3.2. Effect of Individual N-Linked Glycosylation on the Levels of Expression, Surface Presentation, and Receptor Binding of SARS-CoV-2 S Proteins
The SARS-CoV-2 S protein contains 22 putative N-linked glycosylation sites, 13 in the S1 subunit and 9 in the S2 subunit (Figure 2A). We determined which glycosylation site(s) might affect S protein folding and maturation. The asparagine (N) residue in each glycosylation site (NxT/S) was substituted with glutamine (Q) to remove the N-linked glycosylation. Individual single mutations had almost no effect on the expression levels of the FL S proteins, whereas 9 out of 22 mutants showed a marked decrease in the levels of cleaved S proteins compared to cells expressing the WT S protein (Figure 2B). The N61Q, N343Q, and N801Q mutants resulted in levels of cleaved S proteins only slightly above the background levels, and the N122Q, N165Q, N331Q, N717Q, N1098Q, and N1173Q mutations also resulted in a marked reduction in levels of cleaved S proteins, indicating that N-linked glycosylation might have a significant effect on S protein folding and maturation.
Next, we evaluated the levels of individual mutant S proteins on the cell surface and their ability to bind to their cognate receptor, hACE2. This value was determined via flow cytometry.
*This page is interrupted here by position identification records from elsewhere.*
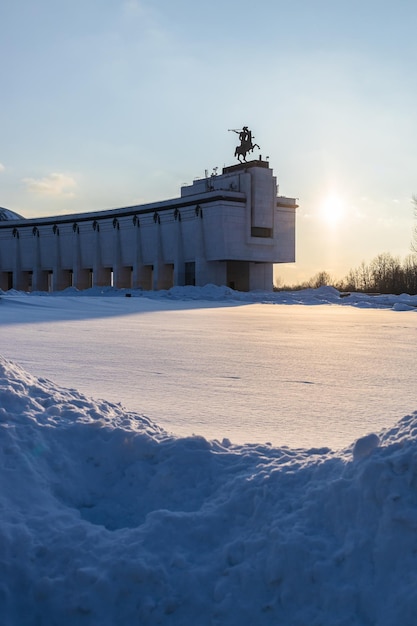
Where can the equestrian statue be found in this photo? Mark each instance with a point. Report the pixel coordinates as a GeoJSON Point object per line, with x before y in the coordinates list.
{"type": "Point", "coordinates": [246, 144]}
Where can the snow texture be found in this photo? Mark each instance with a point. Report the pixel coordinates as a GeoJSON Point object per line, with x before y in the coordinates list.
{"type": "Point", "coordinates": [106, 519]}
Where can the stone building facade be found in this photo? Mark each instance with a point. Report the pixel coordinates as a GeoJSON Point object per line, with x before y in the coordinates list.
{"type": "Point", "coordinates": [227, 229]}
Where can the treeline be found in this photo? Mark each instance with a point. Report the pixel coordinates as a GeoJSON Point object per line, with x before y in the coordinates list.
{"type": "Point", "coordinates": [384, 274]}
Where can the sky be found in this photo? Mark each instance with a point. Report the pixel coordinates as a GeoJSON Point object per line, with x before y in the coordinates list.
{"type": "Point", "coordinates": [112, 103]}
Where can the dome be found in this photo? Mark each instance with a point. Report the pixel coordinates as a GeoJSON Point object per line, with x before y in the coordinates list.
{"type": "Point", "coordinates": [6, 214]}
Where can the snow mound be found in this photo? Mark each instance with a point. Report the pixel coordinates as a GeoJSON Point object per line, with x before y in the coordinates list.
{"type": "Point", "coordinates": [215, 293]}
{"type": "Point", "coordinates": [106, 519]}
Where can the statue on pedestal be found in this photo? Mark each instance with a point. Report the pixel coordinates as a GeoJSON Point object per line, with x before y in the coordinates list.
{"type": "Point", "coordinates": [246, 143]}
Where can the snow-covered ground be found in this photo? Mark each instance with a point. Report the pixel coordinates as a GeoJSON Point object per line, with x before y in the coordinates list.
{"type": "Point", "coordinates": [106, 518]}
{"type": "Point", "coordinates": [220, 364]}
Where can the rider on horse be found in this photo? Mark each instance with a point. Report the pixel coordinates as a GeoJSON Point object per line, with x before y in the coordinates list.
{"type": "Point", "coordinates": [246, 145]}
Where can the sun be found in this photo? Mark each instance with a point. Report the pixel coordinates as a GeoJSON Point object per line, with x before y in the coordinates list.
{"type": "Point", "coordinates": [332, 209]}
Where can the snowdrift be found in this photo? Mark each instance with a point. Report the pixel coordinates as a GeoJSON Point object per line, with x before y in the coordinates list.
{"type": "Point", "coordinates": [105, 519]}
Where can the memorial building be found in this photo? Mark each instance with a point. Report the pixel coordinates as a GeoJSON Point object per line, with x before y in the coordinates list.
{"type": "Point", "coordinates": [226, 229]}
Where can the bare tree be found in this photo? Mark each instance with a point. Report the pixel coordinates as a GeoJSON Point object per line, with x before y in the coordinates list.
{"type": "Point", "coordinates": [414, 240]}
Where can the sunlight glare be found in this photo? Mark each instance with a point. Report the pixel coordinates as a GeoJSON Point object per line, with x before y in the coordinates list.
{"type": "Point", "coordinates": [332, 209]}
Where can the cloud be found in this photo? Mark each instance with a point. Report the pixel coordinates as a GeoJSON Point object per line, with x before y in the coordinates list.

As shown in Figure 2C,D, the levels of each mutant S protein on the cell surface and the associated levels of receptor binding were largely consistent with the amounts of the cleaved S proteins in the cell lysate.
3.3. Effect of Individual N-Linked Glycans on SARS-CoV-2 S-Mediated Cell–Cell Fusion and Pseudovirus Entry
To investigate whether each individual N-glycosite affects S protein-mediated membrane fusion, we measured the levels of mutant S protein-mediated cell–cell fusion. Most of the mutants induced cell–cell fusion at levels comparable with the amount of fusion induced by the wild-type S protein. However, N61Q-, N122Q-, N165Q-, N331Q-, N343Q-, N801Q-, and N1074Q-mediated cell–cell fusion was significantly impaired, a result consistent with the markedly lower expression of these mutant S proteins on the cell surface (Figure 3A,B).
3.4. Effect of SARS-CoV-2 S Protein N-Glycans on S Protein-Mediated Viral Entry
To further characterize the role of individual N-glycosites of the SARS-CoV-2 S protein in S-mediated membrane fusion, we used a lentiviral pseudotype system to evaluate mutant S protein-mediated viral entry. The majority of the mutant S proteins were associated with a reduction in transduction efficiency to various degrees (Figure 4A). Compared to that of the WT S protein, the transduction efficiencies of the N61Q, N122Q, N343Q, and N801Q mutants were reduced more than 10-fold, whereas the N165Q, N331Q, N657Q, N717Q, and N1098Q pseudovirus mutants showed more than 5-fold but less than 10-fold reductions in infectivity. Overall, the transduction efficiency of the mutant S proteins largely correlates with the levels of S protein incorporation into the pseudovirions (Figure 4B). The N61Q, N122Q, N165Q, N331Q, N343Q, N717Q, N801Q, N1098Q, and N1173Q mutants showed a marked reduction in S protein incorporation into pseudovirions to various degrees (Figure 4B), a finding consistent with their relatively low expression levels in cell lysates (Figure 2B).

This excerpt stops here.